Ontem (24/11), lendo a revista Megazine, do jornal O Globo, deparei-me com uma pequena nota que me incomodou bastante. O textinho, publicado na coluna Liquidificador, de André Miranda e Télio Navega, dizia assim: A revista britânica New Musical Express fez uma lista dos melhores discos da década. Deu Strokes na cabeça, com This is it (sic). Nada contra o grupo de Julian Casablancas. Mas e o White Stripes? E o Arcade Fire? Esses, sim, tiveram relevância na década.
Cá com meus botões, não acho correto ser determinista nessas questões de gosto ou julgamento de qualidade artística. Mas, por outro lado, precisamos de certos parâmetros para nos guiar e, neste ponto, vale recorrer à objetividade de dados e fatos históricos. Diante disso, considero que os jornalistas que redigiram a nota cometeram um erro crasso ao contestar a votação da NME. Ora, se existe um disco relevante na virada do milênio, que ditou grande parte do que seria feito dali em diante por toda uma geração, esse álbum se chama justamente Is this it. Que o digam Franz Ferdinand, Arctic Monkeys, Libertines e tantos outros grupos que apareceram nos últimos anos, alguns deles começando a partir de covers ou incentivados por shows da banda novaiorquina. Is this it, portanto, se tornou a matriz de uma geração e, como disse muito bem um amigo meu, pode ser considerado o Nevermind dos 00’s, guardadas as devidas proporções.
Diante de tamanha influência e relevância do álbum de estréia dos Strokes, não há chance nesssa corrida para White Stripes e muito menos para Arcade Fire. OK, a banda de Jack White lançou grandes discos ao longo dos últimos anos e construiu uma carreira talvez até mais sólida do que a dos amigos de Nova York. Mas, como álbum, Is this it continua sendo o mais importante da década, de forma quase incontestável. Quanto à colocação sobre o Arcade Fire, sinceramente essa nem vale muitos comentários. Tudo bem, o grupo canadense é simpático e compõe boas canções, mas comparar qualquer lançamento feito por eles com o primeiro disco do Strokes é não demonstrar muita noção da (recente) história do rock. Ou seja, os jornalistas do O Globo, ao criticarem a publicação inglesa NME, provavelmente baseados em seus gostos pessoais, acabaram escorregando feio no quiabo.
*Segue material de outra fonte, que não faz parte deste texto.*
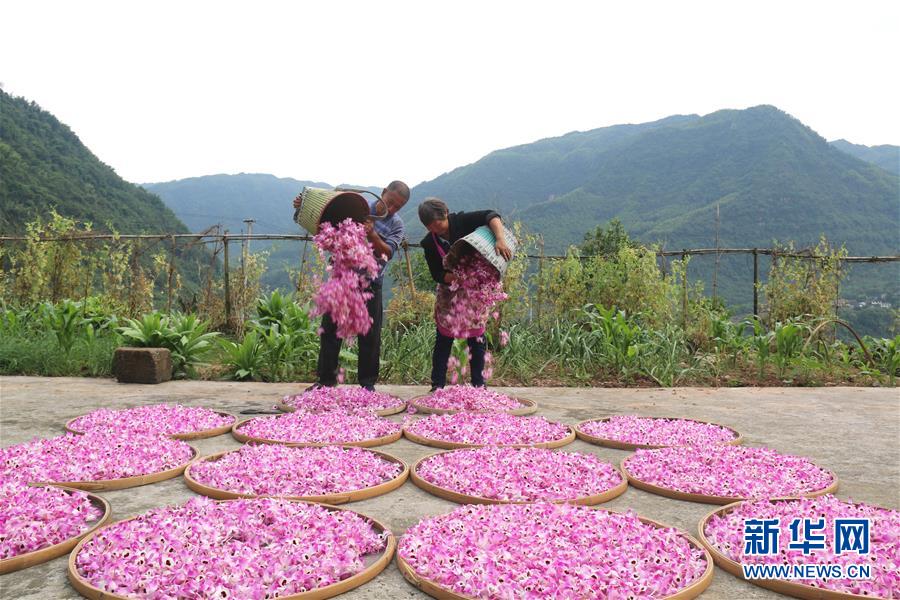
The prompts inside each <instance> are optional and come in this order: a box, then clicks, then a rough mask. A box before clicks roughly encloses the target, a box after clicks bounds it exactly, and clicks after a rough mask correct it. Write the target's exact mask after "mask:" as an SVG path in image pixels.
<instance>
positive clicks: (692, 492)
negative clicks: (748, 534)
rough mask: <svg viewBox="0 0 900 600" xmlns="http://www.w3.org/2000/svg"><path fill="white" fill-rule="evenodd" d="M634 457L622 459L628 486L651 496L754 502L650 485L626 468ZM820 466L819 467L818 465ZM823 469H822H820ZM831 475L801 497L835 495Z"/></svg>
mask: <svg viewBox="0 0 900 600" xmlns="http://www.w3.org/2000/svg"><path fill="white" fill-rule="evenodd" d="M633 456H634V455H633V454H632V455H631V456H627V457H625V458H624V459H622V463H621V466H622V472H623V473H624V474H625V477H627V478H628V484H629V485H631V486H634V487H636V488H638V489H639V490H644V491H645V492H650V493H651V494H656V495H658V496H663V497H666V498H673V499H675V500H686V501H688V502H700V503H703V504H732V503H734V502H742V501H744V500H753V498H745V497H743V496H714V495H711V494H699V493H695V492H680V491H678V490H673V489H671V488H666V487H662V486H658V485H655V484H652V483H648V482H646V481H644V480H642V479H638V478H637V477H635V476H634V475H633V474H632V473H631V472H630V471H629V470H628V467H627V466H626V463H627V462H628V459H630V458H632V457H633ZM817 466H818V465H817ZM818 468H820V469H822V467H818ZM822 470H823V471H825V472H826V473H828V474H829V475H831V478H832V480H831V483H830V484H829V485H828V486H827V487H825V488H822V489H820V490H812V491H810V492H806V493H805V494H801V496H803V497H805V498H814V497H816V496H824V495H825V494H831V493H834V492H835V491H836V490H837V489H838V485H839V482H838V477H837V475H836V474H835V473H834V471H831V470H829V469H822ZM794 497H796V494H794V495H790V496H773V499H782V498H794Z"/></svg>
Por falar na revista Megazine, outro dia me deparei com um equívoco até meio engraçado na mesma publicação – se não me engano, na coluna Qual é a boa?, escrita por William Helal Filho. A nota falava sobre um show do Capital Inicial que aconteceria na cidade do Rio de Janeiro naquela semana — foi, portanto, antes do acidente do vocalista Dinho. Em determinado trecho da nota, o jornalista resolveu utilizar um sinônimo para Capital Inicial e acabou usando o termo “a banda dos irmãos Ouro Preto”. Bem, quem conhece o mínimo da trajetória da banda de Brasília, sabe que o Capital é formado pelos irmãos Lemos (Flávio, no baixo, e Fê, na bateria). O vocalista Dinho tem até um irmão que já se envolveu com música, chamado Ico, o qual integrou brevemente a Legião Urbana, mas este não deve mexer com música há pelo menos vinte anos.
Diante desse quadro, a minha recomendação para o editor da revista Megazine, do jornal O Globo, é que dê um bom puxão de orelhas nos seus jornalistas musicais. Se continuarem assim, merecem ganhar de presente o troféu abacaxi da imprensa musical ou, sei lá, alguns meses de castigo na cobertura policial.